John Maxwell (August 13, 1884 – September 18, 1953) was an American college football and college baseball player. He played football as a quarterback at Clemson Agricultural College—now known as Clemson University—from 1902 to 1903.

==Early life==
Maxwell was born on August 13, 1884, in Anderson, South Carolina.

==College career==
===Football===
Maxwell was a quarterback for coach John Heisman's Clemson Tigers of Clemson University, and is a member of Clemson's athletic Hall of Fame. In 1915, Heisman selected Maxwell as one of just two quarterbacks for his list of the 30 greatest Southern football players. Heisman noted he learned fast, "never have I seen a man develop at the rate he did."

====1902====
Maxwell started every game in 1902. One account from his first game against North Carolina A&M reads "Maxwell, the new quarterback, is a jewel." The Tigers closed the season with an 11 to 0 win over the Tennessee Volunteers. Tennessee back "Toots" Douglas holds the record for the longest punt in his school's history, when he punted a ball 109 yards (the field length was 110 yards in those days) with the help of the wind during the Clemson game. Heisman described the kick:

...One quick glance he cast overhead– no doubt to make sure that howling was still the same old hurricane. I knew at once what he proposed to do. The snap was perfect. "Toots" caught the ball, took two smart steps and – BLAM!–away shot the ball as though from the throat of Big Bertha. And, say, in his palmiest mathematical mood, I don't believe Sir Isaac Newton himself could have figured a more perfect trajectory to fit with that cyclone. Onward and upward, upward and onward, the crazy thing flew like a brainchild of Jules Verne. I thought it would clear the Blue Ridge Mountains. Our safety man, the great Johnny Maxwell, was positioned 50 yards behind our rush line, yet the punt sailed over his head like a phantom aeroplane.
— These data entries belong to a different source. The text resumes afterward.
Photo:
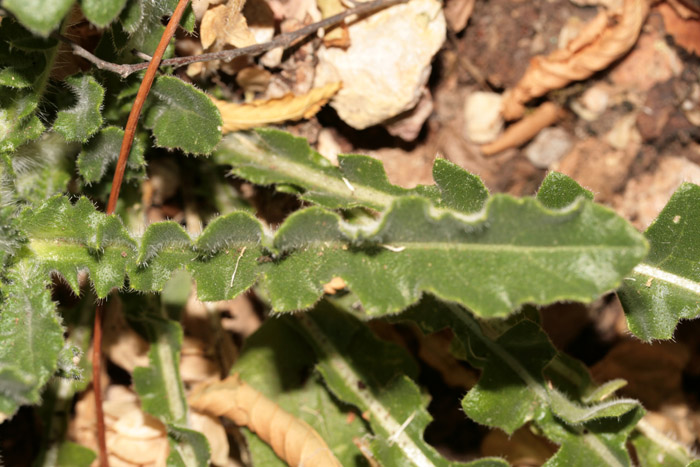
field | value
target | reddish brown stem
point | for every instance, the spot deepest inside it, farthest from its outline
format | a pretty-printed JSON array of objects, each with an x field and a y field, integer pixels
[
  {"x": 148, "y": 78},
  {"x": 129, "y": 133}
]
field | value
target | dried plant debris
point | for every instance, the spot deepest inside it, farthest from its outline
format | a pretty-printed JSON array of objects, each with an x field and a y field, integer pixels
[
  {"x": 605, "y": 39},
  {"x": 387, "y": 64}
]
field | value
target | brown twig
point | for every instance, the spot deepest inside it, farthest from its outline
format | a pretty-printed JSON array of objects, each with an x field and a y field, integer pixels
[
  {"x": 129, "y": 133},
  {"x": 282, "y": 40}
]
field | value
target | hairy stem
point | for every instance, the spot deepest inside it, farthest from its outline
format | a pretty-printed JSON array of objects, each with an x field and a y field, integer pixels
[{"x": 128, "y": 140}]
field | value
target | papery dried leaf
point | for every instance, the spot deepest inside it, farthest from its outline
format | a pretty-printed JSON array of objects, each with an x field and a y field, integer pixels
[
  {"x": 524, "y": 130},
  {"x": 607, "y": 38},
  {"x": 226, "y": 24},
  {"x": 457, "y": 13},
  {"x": 259, "y": 113},
  {"x": 292, "y": 439}
]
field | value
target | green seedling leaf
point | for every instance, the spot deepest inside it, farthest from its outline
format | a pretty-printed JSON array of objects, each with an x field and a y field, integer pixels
[
  {"x": 271, "y": 156},
  {"x": 82, "y": 120},
  {"x": 665, "y": 287},
  {"x": 101, "y": 12},
  {"x": 39, "y": 16},
  {"x": 182, "y": 117},
  {"x": 159, "y": 385},
  {"x": 277, "y": 361},
  {"x": 379, "y": 388},
  {"x": 31, "y": 335},
  {"x": 512, "y": 252},
  {"x": 71, "y": 238},
  {"x": 18, "y": 123},
  {"x": 103, "y": 150}
]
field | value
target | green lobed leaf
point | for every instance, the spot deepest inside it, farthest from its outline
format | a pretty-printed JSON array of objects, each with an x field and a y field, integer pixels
[
  {"x": 601, "y": 442},
  {"x": 69, "y": 239},
  {"x": 43, "y": 167},
  {"x": 103, "y": 150},
  {"x": 182, "y": 117},
  {"x": 18, "y": 123},
  {"x": 159, "y": 385},
  {"x": 558, "y": 191},
  {"x": 40, "y": 16},
  {"x": 272, "y": 156},
  {"x": 101, "y": 12},
  {"x": 31, "y": 335},
  {"x": 82, "y": 120},
  {"x": 277, "y": 361},
  {"x": 379, "y": 388},
  {"x": 665, "y": 287},
  {"x": 519, "y": 385},
  {"x": 512, "y": 252}
]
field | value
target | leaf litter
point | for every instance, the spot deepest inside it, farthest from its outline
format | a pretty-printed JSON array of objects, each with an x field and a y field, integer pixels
[{"x": 596, "y": 82}]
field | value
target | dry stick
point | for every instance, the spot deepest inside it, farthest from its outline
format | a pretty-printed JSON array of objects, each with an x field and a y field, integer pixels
[
  {"x": 129, "y": 133},
  {"x": 282, "y": 40}
]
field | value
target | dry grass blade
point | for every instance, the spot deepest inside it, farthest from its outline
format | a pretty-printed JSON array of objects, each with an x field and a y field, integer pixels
[
  {"x": 289, "y": 107},
  {"x": 605, "y": 39},
  {"x": 293, "y": 440}
]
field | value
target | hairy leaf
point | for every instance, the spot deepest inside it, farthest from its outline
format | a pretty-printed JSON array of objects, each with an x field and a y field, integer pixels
[
  {"x": 18, "y": 123},
  {"x": 665, "y": 287},
  {"x": 514, "y": 357},
  {"x": 275, "y": 361},
  {"x": 44, "y": 167},
  {"x": 31, "y": 335},
  {"x": 69, "y": 239},
  {"x": 271, "y": 156},
  {"x": 512, "y": 252},
  {"x": 40, "y": 16},
  {"x": 182, "y": 117},
  {"x": 159, "y": 385},
  {"x": 103, "y": 150},
  {"x": 380, "y": 388},
  {"x": 101, "y": 12},
  {"x": 82, "y": 120}
]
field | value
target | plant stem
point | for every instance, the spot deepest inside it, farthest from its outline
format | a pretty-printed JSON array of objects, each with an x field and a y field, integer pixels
[
  {"x": 282, "y": 40},
  {"x": 128, "y": 140}
]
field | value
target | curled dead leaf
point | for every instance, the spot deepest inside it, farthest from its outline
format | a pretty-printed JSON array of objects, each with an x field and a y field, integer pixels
[
  {"x": 292, "y": 439},
  {"x": 289, "y": 107},
  {"x": 226, "y": 24},
  {"x": 609, "y": 36},
  {"x": 524, "y": 130}
]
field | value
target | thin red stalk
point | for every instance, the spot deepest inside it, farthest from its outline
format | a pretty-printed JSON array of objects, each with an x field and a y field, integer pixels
[
  {"x": 139, "y": 101},
  {"x": 129, "y": 133}
]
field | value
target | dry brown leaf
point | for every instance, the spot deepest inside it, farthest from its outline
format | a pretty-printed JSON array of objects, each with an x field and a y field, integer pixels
[
  {"x": 605, "y": 39},
  {"x": 524, "y": 130},
  {"x": 685, "y": 31},
  {"x": 457, "y": 13},
  {"x": 292, "y": 439},
  {"x": 290, "y": 107},
  {"x": 226, "y": 24}
]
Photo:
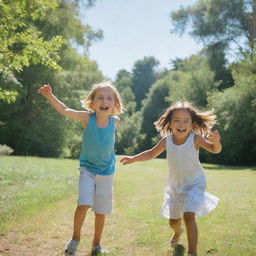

Finally, it came down, but still uncured of its wanderlust it started in to roll–toward our goal, of course, with Maxwell chasing and damning it with every step and breath. Finally it curled up and died on our one-foot line, after a bowstring journey of just 109 yards.

Both Maxwell and Douglas were selected All-Southern in different publications.

====1903====
The 1903 team faced Cumberland in a game billed as the championship of the South, which ended in an 11–11 tie. At the start of the second half, Maxwell returned the kickoff 100 yards for Clemson's first touchdown. It was John Heisman's last game as Clemson head coach. Maxwell was selected All-Southern.

===Baseball===
Maxwell was also a catcher on the Clemson Tigers baseball team.

==Later life and death==
Maxwell lived for many years in Richmond, Virginia, where he was president of the phosphate division of the Virginia-Carolina Chemical Corporation. He retired in the 1940s, and purchased the Hesse Farm on the Piankatank River, near Cobbs Creek, Virginia. He resided there in his retirement until his sudden death there, on September 18, 1953.